Most of all, Daboll, like the Giants themselves, has a history of both winning and losing. He’s claimed championships with the Patriots and at Alabama and helped bring the Bills and Josh Allen to the precipice of one, but he’s also been part of some terrible teams and staffs that disintegrated around him in Miami and Kansas City.
McAdoo and Judge knew nothing but winning in their pro careers, so when they couldn’t do that here, they had no frame of reference on how to proceed. Shurmur was the opposite. He was a good offensive coordinator but a failed coach in Cleveland, and that continued to be the case with the Giants.

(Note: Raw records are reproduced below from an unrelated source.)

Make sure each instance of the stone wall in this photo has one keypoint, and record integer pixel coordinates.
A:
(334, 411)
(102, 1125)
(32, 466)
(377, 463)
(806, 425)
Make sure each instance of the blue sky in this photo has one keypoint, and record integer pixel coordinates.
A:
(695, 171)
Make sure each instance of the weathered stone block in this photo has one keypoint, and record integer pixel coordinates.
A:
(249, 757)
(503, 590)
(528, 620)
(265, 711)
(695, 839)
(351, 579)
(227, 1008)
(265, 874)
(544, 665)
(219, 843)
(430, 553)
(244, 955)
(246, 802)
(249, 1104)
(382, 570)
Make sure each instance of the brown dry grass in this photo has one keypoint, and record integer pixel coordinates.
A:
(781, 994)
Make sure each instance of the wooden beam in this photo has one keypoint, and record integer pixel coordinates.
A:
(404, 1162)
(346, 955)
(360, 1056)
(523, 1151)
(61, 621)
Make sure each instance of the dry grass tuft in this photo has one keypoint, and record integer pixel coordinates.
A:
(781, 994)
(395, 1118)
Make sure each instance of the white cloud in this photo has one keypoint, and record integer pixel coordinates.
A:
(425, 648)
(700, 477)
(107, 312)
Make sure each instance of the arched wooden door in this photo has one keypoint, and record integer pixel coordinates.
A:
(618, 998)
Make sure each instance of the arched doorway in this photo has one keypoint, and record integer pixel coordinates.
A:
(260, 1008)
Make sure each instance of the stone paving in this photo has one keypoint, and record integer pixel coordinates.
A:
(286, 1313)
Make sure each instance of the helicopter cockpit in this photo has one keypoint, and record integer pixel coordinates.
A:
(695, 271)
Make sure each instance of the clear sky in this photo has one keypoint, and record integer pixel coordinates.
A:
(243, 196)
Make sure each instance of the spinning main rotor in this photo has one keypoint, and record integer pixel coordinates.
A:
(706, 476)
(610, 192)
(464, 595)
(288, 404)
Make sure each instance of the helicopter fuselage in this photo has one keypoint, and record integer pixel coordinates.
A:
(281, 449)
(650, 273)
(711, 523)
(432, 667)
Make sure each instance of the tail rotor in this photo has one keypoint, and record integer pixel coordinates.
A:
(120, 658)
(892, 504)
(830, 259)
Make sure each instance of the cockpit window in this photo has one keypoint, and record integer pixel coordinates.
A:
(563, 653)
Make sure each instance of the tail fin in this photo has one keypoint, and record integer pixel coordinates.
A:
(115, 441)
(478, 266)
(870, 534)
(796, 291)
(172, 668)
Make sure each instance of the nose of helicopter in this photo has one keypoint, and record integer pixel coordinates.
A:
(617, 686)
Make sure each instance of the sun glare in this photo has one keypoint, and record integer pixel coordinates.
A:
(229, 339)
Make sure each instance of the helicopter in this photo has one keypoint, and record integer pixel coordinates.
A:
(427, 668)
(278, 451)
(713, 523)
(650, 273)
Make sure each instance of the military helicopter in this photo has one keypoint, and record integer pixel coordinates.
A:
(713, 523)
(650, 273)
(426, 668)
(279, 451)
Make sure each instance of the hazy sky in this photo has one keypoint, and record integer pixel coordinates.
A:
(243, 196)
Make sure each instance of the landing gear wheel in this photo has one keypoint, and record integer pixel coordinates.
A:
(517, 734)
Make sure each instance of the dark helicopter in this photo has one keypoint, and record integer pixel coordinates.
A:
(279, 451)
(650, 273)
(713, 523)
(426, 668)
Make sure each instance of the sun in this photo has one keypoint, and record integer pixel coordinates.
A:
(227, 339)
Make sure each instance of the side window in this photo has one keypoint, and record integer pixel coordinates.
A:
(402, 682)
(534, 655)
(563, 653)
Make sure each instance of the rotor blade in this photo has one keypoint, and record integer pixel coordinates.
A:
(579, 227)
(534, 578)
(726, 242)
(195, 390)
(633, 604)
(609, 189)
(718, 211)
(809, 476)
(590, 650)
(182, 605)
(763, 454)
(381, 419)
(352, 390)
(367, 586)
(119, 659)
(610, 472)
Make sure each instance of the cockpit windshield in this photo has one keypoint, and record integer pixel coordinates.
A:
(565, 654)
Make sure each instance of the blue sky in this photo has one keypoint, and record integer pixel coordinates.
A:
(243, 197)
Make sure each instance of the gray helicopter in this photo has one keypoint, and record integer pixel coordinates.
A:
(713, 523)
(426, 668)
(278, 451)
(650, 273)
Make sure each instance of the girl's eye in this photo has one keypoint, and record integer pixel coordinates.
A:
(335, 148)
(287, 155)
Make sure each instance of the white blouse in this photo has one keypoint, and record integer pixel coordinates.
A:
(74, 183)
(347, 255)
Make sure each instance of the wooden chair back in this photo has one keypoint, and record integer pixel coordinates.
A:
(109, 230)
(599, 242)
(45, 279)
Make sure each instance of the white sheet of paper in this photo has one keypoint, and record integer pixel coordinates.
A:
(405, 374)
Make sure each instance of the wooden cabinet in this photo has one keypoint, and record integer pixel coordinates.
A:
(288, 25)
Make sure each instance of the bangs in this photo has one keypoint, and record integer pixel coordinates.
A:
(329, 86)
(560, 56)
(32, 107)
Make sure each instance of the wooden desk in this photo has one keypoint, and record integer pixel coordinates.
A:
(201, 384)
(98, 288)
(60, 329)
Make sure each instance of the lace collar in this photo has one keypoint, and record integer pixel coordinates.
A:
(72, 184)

“Everything’s a learning experience,” Daboll said this past week. “Doing it for 23 years, there’s not much I haven’t seen. You’re always learning as a coach. I learned from some really good people, been in a variety of different situations. In 23 years, you’re going to pretty much be in every situation.”
The lesson he’s taken from those experiences?
“Be consistent,” he said. “Go out there, work hard, do everything you can do to put yourself in a good position.”
Sounds like the advice Coughlin himself gave on Friday night.
Heed it, all of it, or Coughlin may be sharing similar thoughts with the next guy a year from now.